At the end of the day, I feel a certain unease about the future direction of pfSense. The open-source community does seem to be taking a back seat as the public face becomes more corporate friendly.
OPNSense
https://opnsense.org/ · FreeBSD based
OPNSense is a fork of pfSense and as such is very similar in many ways. Something that really impressed me about the project is the enthusiasm and effort being put in by the core developers. I submitted a couple of bug reports to their Github repo and both were fixed very quickly. The UI is quite different to pfSense as it has been completely reworked, and equally slick and easy to use as pfSense while possibly lacking some of the whistles and bells.
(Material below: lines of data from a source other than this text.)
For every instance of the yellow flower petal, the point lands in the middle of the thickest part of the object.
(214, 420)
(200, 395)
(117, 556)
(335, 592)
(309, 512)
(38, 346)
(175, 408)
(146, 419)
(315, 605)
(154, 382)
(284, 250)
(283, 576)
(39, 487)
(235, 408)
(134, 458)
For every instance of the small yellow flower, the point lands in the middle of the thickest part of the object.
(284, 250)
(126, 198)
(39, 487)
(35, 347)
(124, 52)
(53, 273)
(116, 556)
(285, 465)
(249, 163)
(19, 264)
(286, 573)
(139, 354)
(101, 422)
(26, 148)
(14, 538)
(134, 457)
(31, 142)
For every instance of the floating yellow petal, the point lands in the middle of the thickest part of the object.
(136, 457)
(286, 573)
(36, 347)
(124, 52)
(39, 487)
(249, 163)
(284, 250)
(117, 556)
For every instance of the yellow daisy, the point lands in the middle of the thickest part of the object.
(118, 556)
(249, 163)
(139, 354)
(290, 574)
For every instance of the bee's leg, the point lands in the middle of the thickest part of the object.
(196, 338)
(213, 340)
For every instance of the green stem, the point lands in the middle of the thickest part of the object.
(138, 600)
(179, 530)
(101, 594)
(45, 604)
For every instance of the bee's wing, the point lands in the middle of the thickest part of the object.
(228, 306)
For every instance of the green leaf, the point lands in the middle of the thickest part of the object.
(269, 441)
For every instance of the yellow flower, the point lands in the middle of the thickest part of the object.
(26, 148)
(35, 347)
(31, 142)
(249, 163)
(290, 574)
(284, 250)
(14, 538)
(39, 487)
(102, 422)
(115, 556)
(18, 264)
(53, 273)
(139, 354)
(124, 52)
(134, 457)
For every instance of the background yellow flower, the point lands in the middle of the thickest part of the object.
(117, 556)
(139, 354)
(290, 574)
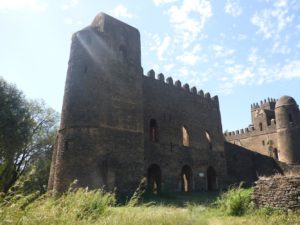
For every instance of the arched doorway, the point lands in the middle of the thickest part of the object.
(153, 130)
(186, 179)
(154, 179)
(211, 179)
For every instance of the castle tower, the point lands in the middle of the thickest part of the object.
(288, 130)
(101, 140)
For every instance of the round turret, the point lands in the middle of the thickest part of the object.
(288, 129)
(285, 101)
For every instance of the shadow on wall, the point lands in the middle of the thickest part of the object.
(246, 165)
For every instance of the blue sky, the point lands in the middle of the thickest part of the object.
(242, 51)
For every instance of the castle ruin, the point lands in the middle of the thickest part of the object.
(275, 130)
(119, 125)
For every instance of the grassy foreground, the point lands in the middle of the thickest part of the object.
(97, 207)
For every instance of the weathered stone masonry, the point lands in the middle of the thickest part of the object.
(278, 192)
(119, 125)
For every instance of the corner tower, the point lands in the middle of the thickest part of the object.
(288, 130)
(101, 140)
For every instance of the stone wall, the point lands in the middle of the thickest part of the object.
(245, 165)
(282, 192)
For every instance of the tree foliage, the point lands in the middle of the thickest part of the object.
(26, 133)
Definitely one to keep an eye on.
IPFire
http://www.ipfire.org/ · Linux based
I’m afraid I could spare much time for this distro. The web UI is looking very dated. I’m sure it does the job, but without a nicer UI experience, I may aswell just stick to the command line.
OpenWRT
https://openwrt.org/ · Linux based
OpenWRT is designed for low end, embedded hardware and what they’ve managed to achieve with such limit hardware resources is astonishing! Sadly x86 support is lacking - the prebuilt image I used didn’t detect all CPU cores or available RAM!? - so was crossed off the list pretty quickly.
If you’re after a distro for your wifi/modem/router device, then OpenWRT fits the bill nicely. A word of warning however, the documentation is atrocious! But hey, I’ll take what I can get.
LEDE Project
https://lede-project.org/ · Linux based
LEDE is a fork of OpenWRT. As such, it’s a younger project which seems to have a more vibrant community than its parent. I had originally passed it over, assuming it would be more or less identical to OpenWRT given how recently it forked. Somebody pointed me back to it citing better x86 support, so I thought I’d give it a spin. I’m glad I did as, this is what I’ve ended up using for my install!
UPDATE 2018-01-03 LEDE and OpenWRT projects merged under the OpenWRT name. Great news!
Conclusion
I ended up going with LEDE for these reasons:
- runs Linux. I’m simply more comfortable with Linux on the command line which gives me more confidence when things go wrong.
- is an extremely light weight distro out of the box that offers advanced functionality via an easy to use packaging system
- a gui that strikes a good balance between usability, feature set and simplicity
- supports my x86 hardware (unlike OpenWRT)
Update December 2017
I’ve been using LEDE for 6 months and overall very happy with it. There are a couple of issues I’ve encountered worth mentioning:
- I found the firewall configuration confusing where it talks about ‘zone forwardings’ vs iptables ‘forward’ chain. I wrote this Stack Exchange post to clarify (and remind myself how it works!)
- upgrading between LEDE releases is far from fool-proof. The upgrade process requires you to upgrade the running system in place. Upon reboot, you’re left holding your breath wondering if it’s actually going to boot! Not something I’d ever want to attempt remotely. Better approaches I’ve seen allow you to load the new software version into a secondary partition that you then flag as being the next place to boot from (Ubiquiti works this way).